How long have you known her, how often do you reach/communicate and when you reach are are they very specific reason for you taking up parts of her time?
I have known her for over a year now. I reach out to her once or twice per semester but because I've been in a sticky situation lately, we talked on a weekly-biweekly basis. We're pretty casual now and there have been times where she has rescheduled a meeting 3-4 times so I've been very flexible too. I've told her jokingly to let me know if I annoy her too much and she said I'm not and that she'd be worried if I don't!
Tip #1: Chilllll
Tip #2: Chilllll
You need to mellow out. Unless you desperately need an answer to a question immediately, wait. She has probably been busy and hasn't had time to respond. You are going to do more harm than good by constantly nagging her. In the past I have had people take a month or so to get back to me (after typically responding within the day). You want to make sure to have a good relationship, not one where you are extremely needy.

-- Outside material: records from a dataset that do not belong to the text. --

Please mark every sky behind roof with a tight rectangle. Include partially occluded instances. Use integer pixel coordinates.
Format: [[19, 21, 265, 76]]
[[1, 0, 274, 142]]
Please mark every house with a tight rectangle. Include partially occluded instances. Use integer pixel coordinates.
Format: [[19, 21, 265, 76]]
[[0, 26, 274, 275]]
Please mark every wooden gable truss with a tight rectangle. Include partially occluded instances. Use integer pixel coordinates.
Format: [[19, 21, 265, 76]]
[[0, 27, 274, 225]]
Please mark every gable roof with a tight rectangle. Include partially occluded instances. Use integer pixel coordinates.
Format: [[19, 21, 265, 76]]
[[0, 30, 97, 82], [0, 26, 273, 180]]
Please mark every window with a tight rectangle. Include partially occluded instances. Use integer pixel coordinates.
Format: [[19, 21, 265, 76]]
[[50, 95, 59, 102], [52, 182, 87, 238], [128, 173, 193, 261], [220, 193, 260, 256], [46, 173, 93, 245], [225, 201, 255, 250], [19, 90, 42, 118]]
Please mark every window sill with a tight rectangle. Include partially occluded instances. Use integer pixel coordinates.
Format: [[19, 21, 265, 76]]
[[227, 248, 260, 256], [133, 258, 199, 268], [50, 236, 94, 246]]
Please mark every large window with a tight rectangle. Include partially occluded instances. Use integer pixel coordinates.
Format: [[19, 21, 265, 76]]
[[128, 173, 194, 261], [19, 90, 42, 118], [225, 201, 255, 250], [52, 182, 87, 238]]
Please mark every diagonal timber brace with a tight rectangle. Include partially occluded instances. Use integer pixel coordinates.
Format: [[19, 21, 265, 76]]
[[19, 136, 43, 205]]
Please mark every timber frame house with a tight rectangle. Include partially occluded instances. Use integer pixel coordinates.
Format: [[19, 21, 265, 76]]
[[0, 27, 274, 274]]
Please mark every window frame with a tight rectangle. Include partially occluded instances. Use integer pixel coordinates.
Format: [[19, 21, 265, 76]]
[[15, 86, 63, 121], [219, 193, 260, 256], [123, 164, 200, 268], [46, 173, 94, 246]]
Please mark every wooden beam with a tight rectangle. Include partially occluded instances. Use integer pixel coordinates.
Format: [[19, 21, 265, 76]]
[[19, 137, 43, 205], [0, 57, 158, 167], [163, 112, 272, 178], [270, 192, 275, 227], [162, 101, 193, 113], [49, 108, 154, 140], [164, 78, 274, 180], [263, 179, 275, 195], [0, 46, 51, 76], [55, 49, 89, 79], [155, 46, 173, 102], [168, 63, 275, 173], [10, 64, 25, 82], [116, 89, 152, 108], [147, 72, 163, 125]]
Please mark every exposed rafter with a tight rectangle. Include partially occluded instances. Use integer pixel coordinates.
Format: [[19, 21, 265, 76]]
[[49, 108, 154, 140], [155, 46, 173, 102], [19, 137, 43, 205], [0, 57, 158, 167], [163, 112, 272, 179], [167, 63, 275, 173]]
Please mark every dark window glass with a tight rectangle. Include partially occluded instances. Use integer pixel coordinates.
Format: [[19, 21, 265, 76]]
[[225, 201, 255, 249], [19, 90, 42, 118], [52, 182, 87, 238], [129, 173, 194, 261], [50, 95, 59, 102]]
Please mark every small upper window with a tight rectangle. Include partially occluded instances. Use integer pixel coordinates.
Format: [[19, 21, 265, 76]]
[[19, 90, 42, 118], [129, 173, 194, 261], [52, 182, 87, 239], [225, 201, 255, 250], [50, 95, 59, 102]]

I've reminded her 2 times over a span of 6 weeks. Should I call/text/email her anymore? If so, when?
Oh okay. I guess I misinterpreted your post. I read that as you had emailed her twice in one week or two.
In that case I would do one of two things:
a) shoot her a text a week and a half after your last email (disclaimer: only do this if your relationship really is as casual as you claim). keep it short and just mention that you are sure she has gotten swamped, didn't want to clutter her inbox, and look forward to her response when she gets a chance.
b) [what I would do] wait at least 3 or 4 weeks to email her again. Mention you are sure she has been busy, but wanted to make sure the message hadn't gotten lost somehow.